Acute duodenal ischemia; Duodenal edema; Cholangiopancreatography, endoscopic retrograde; Periampullary intramural hematoma; Primary myelofibrosis

MeSH Terms

Abdominal Pain
Aged
Ampulla of Vater
Cholangiopancreatography, Endoscopic Retrograde*
Common Bile Duct
Edema
Hematoma*
Humans
Ischemia*
Primary Myelofibrosis*
Splenomegaly

Figure

  • Fig. 1 (A) No bleeding occurred after endoscopic sphincterotomy. (B) A black pigment stone is successfully removed using a basket and (C) immediate complications are not observed after the procedure.

  • Fig. 2 (A) Initial abdomen computed tomography (CT) reveals a large duodenal diverticulum (arrowheads) on the lateral wall of duodenum second portion. (B) Abdominal CT performed the next day after endoscopic retrograde pancreaticoduodenography (ERCP) shows severe edematous wall thickening of the duodenum (white arrows). Localized focal low-attenuated lesion suggesting hematoma is also observed at the periampullary area (black arrows). (C) Follow-up abdominal CT performed 11 days after ERCP demonstrates considerably improved edematous wall thickening of the duodenum and resolved focal low-attenuated lesion at the periampullary area.

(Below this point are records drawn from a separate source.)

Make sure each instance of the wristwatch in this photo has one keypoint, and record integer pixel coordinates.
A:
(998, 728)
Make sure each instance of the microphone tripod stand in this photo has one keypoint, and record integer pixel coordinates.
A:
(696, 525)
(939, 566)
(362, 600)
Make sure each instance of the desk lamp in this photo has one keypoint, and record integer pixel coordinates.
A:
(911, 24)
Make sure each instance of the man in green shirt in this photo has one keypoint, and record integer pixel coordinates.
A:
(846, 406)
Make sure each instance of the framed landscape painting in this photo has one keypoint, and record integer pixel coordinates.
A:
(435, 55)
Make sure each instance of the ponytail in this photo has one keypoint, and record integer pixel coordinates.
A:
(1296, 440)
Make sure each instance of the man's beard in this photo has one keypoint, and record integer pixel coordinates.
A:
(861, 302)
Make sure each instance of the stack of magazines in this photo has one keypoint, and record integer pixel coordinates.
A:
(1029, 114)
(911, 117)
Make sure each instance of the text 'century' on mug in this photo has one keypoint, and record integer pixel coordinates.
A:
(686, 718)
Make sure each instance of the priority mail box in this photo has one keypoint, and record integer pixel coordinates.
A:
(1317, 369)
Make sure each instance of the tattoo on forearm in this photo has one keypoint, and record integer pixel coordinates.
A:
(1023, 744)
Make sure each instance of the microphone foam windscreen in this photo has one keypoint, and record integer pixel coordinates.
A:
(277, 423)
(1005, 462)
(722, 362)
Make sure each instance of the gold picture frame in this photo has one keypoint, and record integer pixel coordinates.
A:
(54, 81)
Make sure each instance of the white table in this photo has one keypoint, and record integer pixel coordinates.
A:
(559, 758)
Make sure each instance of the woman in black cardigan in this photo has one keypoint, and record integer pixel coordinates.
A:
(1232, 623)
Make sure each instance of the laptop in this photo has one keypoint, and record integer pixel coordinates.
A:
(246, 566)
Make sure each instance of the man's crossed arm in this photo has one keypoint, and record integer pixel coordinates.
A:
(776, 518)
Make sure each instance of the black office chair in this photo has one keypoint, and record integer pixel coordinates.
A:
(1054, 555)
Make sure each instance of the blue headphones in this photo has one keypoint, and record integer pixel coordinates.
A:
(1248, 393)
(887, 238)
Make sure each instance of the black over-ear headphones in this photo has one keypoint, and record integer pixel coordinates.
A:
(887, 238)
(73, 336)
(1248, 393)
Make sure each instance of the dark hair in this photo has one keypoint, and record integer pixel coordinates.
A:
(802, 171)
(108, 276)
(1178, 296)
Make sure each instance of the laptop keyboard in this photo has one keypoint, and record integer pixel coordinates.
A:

  • Fig. 3 (A) Endoscopic examination performed the day after endoscopic retrograde cholangiopancreatography (ERCP) demonstrates diffusely edematous duodenal mucosa with linear ulcerations and a large bulging lesion suggestive of hematoma (black arrows) distal to the ampulla of Vater (arrowhead). (B) Follow-up endoscopy performed 8 days after ERCP shows much improved duodenal wall edema with a large ulcer where the hematoma had been (white arrow).